Officials announced on Saturday that Colombia’s most sought drug trafficker, “Otoniel,” had been apprehended, marking a big success for the administration of the world’s top cocaine exporter.
Dairo Antonio Usuga, the leader of the Gulf Clan, the country’s largest narco-trafficking group, was apprehended near one of his key bases in Necocli, near the Panamanian border.
The government released photos of Otoniel, 50, who was handcuffed and surrounded by soldiers.
“This is the hardest strike to drug trafficking in our country this century,” President Ivan Duque said in a message, adding that the arrest was “only comparable to the fall of Pablo Escobar,” the notorious Colombian narco-trafficking kingpin.
The operation, which resulted in the death of one police officer, was carried out by 500 soldiers backed by 22 helicopters in the Necocli municipality.
It was “the biggest penetration of the jungle ever seen in the military history of our country”, Mr.

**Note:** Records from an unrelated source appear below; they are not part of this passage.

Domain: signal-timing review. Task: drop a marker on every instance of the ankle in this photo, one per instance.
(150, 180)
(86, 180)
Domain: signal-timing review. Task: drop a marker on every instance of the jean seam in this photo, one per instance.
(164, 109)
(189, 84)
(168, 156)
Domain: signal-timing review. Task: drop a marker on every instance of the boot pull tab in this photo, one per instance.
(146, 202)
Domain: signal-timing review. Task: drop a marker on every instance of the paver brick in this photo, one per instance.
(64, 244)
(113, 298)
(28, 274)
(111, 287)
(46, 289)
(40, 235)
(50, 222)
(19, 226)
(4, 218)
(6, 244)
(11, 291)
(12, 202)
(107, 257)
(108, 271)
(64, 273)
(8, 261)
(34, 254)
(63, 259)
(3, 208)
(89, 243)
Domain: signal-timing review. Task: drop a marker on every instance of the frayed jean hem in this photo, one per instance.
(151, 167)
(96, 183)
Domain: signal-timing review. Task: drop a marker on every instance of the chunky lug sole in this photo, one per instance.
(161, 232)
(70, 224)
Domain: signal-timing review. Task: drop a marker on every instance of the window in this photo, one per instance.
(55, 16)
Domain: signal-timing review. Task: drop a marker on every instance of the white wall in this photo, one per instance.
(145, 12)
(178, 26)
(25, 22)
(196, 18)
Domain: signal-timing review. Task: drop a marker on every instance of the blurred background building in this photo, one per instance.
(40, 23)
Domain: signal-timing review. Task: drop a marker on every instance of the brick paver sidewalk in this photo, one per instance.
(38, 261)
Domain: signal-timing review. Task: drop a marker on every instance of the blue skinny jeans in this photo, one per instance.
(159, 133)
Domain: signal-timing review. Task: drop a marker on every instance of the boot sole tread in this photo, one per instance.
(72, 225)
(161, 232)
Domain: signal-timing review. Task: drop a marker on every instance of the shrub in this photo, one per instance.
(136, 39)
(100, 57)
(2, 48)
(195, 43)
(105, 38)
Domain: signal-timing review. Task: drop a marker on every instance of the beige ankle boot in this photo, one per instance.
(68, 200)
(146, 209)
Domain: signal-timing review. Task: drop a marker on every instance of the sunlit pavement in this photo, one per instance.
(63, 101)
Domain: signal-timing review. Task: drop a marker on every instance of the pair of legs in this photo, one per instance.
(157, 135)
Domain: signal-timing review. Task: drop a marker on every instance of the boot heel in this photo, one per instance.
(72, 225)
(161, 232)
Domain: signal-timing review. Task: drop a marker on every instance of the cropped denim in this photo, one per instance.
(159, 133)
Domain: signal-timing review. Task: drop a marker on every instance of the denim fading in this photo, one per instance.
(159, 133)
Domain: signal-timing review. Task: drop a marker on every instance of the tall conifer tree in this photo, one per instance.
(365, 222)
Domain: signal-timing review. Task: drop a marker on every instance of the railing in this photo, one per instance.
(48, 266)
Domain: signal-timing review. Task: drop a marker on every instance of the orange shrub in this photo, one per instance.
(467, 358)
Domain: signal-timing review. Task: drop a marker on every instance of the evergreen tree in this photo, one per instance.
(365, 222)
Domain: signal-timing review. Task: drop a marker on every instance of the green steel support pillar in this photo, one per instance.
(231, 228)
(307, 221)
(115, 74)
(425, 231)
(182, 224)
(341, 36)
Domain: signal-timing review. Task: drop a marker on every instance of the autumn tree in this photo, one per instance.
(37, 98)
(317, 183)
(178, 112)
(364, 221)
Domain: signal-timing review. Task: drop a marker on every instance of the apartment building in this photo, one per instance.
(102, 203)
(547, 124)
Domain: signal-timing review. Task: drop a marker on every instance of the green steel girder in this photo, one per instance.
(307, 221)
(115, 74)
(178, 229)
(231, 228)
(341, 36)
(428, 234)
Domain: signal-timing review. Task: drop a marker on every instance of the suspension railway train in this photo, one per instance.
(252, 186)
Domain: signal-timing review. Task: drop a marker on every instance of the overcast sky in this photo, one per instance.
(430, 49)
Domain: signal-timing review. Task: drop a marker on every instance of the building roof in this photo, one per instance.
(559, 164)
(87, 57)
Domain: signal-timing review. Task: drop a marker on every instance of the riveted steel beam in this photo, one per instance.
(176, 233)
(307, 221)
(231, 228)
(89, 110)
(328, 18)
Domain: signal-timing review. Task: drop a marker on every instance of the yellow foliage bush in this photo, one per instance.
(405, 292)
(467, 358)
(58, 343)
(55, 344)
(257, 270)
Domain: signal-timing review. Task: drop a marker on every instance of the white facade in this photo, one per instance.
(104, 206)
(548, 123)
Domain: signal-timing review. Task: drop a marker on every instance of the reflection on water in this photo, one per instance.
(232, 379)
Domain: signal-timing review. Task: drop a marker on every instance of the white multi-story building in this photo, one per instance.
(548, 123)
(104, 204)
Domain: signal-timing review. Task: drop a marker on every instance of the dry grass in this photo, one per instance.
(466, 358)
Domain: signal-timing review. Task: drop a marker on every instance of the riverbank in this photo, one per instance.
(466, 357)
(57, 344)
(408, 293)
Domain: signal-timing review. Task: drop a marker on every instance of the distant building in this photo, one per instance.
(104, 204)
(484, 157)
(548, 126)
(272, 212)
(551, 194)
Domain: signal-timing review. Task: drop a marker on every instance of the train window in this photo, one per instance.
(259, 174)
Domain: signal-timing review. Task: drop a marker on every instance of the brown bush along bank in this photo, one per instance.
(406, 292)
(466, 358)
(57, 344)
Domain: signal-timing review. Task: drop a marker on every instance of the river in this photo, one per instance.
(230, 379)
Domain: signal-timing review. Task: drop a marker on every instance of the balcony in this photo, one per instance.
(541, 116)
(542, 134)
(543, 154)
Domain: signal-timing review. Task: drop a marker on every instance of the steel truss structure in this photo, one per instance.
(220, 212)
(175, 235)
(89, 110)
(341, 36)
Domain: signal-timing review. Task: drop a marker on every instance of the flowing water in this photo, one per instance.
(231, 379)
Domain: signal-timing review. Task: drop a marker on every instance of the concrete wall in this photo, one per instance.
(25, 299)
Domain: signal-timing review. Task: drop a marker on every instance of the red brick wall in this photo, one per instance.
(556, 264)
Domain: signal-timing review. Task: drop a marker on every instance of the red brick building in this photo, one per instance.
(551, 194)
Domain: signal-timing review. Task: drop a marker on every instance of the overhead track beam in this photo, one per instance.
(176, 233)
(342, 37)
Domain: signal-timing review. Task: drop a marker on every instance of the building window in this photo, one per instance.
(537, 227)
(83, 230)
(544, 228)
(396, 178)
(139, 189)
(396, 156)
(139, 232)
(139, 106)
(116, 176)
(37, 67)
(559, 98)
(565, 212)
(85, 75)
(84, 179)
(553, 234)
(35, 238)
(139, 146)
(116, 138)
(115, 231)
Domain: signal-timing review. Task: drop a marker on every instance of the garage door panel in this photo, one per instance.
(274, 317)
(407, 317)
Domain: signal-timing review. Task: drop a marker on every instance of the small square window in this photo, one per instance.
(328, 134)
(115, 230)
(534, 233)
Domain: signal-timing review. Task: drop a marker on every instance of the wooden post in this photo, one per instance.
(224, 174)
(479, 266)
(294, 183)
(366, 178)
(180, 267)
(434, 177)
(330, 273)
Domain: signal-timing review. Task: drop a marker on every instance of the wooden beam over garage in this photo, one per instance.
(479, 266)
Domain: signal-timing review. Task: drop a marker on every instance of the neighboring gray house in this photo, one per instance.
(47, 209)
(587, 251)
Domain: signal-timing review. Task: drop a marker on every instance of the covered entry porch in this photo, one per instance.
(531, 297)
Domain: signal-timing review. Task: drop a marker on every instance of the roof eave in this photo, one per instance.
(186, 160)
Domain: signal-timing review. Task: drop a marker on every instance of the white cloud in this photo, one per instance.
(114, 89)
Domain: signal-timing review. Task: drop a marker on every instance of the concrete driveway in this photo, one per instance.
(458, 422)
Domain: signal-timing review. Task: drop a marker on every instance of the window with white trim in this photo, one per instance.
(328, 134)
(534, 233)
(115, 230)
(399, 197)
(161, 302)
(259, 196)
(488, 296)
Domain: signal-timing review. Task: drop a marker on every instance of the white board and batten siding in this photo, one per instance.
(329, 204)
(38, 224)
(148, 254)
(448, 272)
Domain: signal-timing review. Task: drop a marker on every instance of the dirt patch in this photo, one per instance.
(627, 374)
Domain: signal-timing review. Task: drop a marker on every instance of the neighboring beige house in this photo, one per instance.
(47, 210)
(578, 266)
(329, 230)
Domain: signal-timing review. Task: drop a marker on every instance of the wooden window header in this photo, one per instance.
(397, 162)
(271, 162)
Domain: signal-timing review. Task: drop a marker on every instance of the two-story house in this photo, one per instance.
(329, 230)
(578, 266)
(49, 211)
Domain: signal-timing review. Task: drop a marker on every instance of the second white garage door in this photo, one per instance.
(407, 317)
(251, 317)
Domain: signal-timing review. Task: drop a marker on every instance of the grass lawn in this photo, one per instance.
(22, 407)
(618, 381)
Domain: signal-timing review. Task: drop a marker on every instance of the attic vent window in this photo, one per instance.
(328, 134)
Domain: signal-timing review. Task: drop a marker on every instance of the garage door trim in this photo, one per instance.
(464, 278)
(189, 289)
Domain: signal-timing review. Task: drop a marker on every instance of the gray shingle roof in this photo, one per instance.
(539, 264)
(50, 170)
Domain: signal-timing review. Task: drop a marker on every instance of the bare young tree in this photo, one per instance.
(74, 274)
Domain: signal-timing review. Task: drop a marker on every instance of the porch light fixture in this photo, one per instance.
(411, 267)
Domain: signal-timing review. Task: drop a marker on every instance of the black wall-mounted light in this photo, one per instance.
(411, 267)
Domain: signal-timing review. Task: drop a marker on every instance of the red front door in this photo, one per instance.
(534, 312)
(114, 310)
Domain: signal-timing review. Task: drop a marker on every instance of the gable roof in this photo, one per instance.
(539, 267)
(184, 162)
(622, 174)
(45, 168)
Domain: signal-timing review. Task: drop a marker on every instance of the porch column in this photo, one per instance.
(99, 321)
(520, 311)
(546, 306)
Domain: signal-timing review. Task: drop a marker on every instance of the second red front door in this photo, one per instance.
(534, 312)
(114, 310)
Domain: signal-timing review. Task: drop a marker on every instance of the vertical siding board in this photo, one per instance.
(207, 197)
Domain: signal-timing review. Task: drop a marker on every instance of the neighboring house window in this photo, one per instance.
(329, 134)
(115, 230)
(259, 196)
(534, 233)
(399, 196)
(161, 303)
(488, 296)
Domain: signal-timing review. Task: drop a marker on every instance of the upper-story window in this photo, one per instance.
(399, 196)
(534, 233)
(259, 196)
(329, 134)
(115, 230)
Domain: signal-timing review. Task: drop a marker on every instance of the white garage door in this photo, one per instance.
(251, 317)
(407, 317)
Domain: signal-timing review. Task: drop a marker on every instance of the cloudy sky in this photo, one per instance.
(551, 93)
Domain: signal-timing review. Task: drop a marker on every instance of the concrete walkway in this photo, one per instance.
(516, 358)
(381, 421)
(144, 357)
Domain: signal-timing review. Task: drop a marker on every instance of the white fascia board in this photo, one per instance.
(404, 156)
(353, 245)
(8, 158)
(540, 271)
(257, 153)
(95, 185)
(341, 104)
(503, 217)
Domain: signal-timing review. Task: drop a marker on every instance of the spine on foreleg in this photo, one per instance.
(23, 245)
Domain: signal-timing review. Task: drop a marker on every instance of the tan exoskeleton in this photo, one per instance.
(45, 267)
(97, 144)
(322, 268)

Duque said.
A handcuffed Otoniel was subsequently seen landing in Bogota and being brought into arrest under heavy security, according to a police live stream.
During a press conference, Colombian police director Jorge Vargas stated that officials conducted “an important satellite operation with agencies from the United States and the United Kingdom.”
Otoniel was hiding in the woods in the Uraba region, according to police, and did not use a phone, instead depending on couriers to communicate.
Mr. Vargas said he “slept there in the rain, never approaching inhabited areas” because he was afraid of authorities.
The US has offered a $5 million reward for information leading to the arrest of Otoniel, one of Colombia’s most wanted persons.
He was indicted in the United States in 2009 and is currently awaiting extradition to the country, where he would appear in federal court in the Southern District of New York.
The Colombian government accuses the group of being one of the main drivers of the worst spell of nationwide violence since the signing of a peace accord with FARC guerillas in 2016. The gang is financed mostly by drug trafficking, illicit mining, and extortion.
The Gulf Clan is present in almost 300 municipalities in the country, according to the independent think tank Indepaz. However, recent government efforts have seen the organization decimated.